Most REMSs with ETASU were implemented for drugs that were indicated for a rare orphan disease. In this case, regulators might be requesting REMSs with the objective to continue to collect safety information while favoring early patient access to life-saving medication. However, in the absence of data to evaluate the efficiency of REMS, this remains speculative. In the context of conditional approval for orphan drugs and for oncology drugs, post-marketing data collection is necessary to get a final approval [29, 30] and can be more informative that REMS. Also, patient registries that become the norm for rare orphan diseases provide useful clinical information, including safety information [31]. For many orphan drugs, registries are an efficient way to collect safety information that could be evaluated against the REMS system. Finally, most patients affected by an orphan disease are under the care of highly specialized physicians who are likely to manage any risks in a prudent and efficient way. With these considerations, the benefits of orphan diseases REMSs remain unproven. Having multiple REMSs for the same orphan indication renders medical practice more cumbersome and, ultimately, could result in limiting patient access to lifesaving medications, which would be the exact opposite of the legislator’s intent.

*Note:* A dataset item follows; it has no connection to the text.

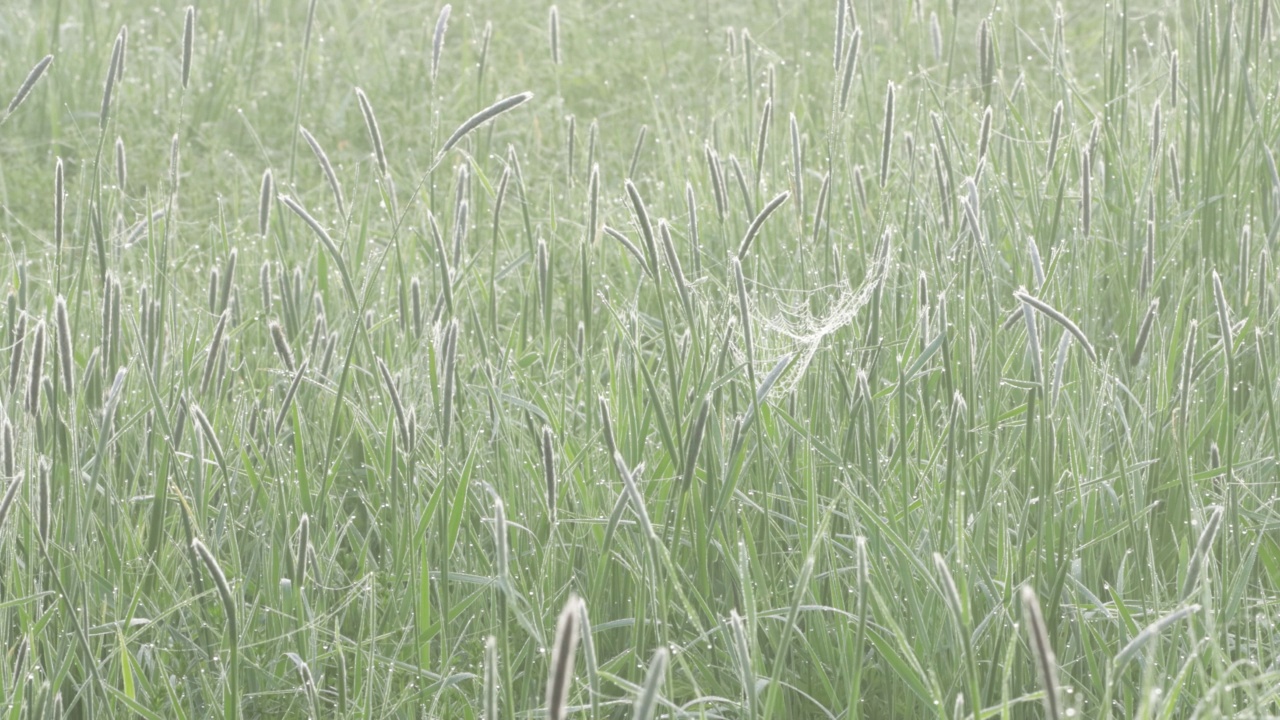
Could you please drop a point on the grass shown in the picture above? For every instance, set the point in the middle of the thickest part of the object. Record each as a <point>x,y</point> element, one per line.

The processes requested as part of a REMS with ETASU highlight their complexity and administrative burden. Multiple parties are involved and significant operational challenges must be addressed. REMS revisions, mostly dedicated to procedural details, are frequent and slow to implement. Very few REMSs with ETASU were discontinued and when they were, no rationale was made publicly available, or the rationale was difficult to understand [32]. While REMSs can be negotiated between the FDA and a drug manufacturer, the FDA has sole decision power. In this context, the negotiation, implementation, or potential discontinuation, of a REMS is particularly challenging for small drug manufacturers who do not have the necessary staff and must contract these functions out at a significant additional cost. It also appears challenging for regulators to implement REMS programs across multiple review divisions in a consistent and logical manner.

5 Conclusion

The current REMS system does not appear to meet the intent of the law which requested a mandatory evaluation of these programs to demonstrate that they were improving drug safety. The decision-making process to require a REMS is not transparent and results in programs that contain inconsistent processes and unclear objectives. Each year, new REMS are issued, and very few are discontinued, but today, it is still unknown whether the REMS system is useful or not. While risk minimization strategies are always difficult to implement [33, 34], we have identified multiple challenges that need to be addressed.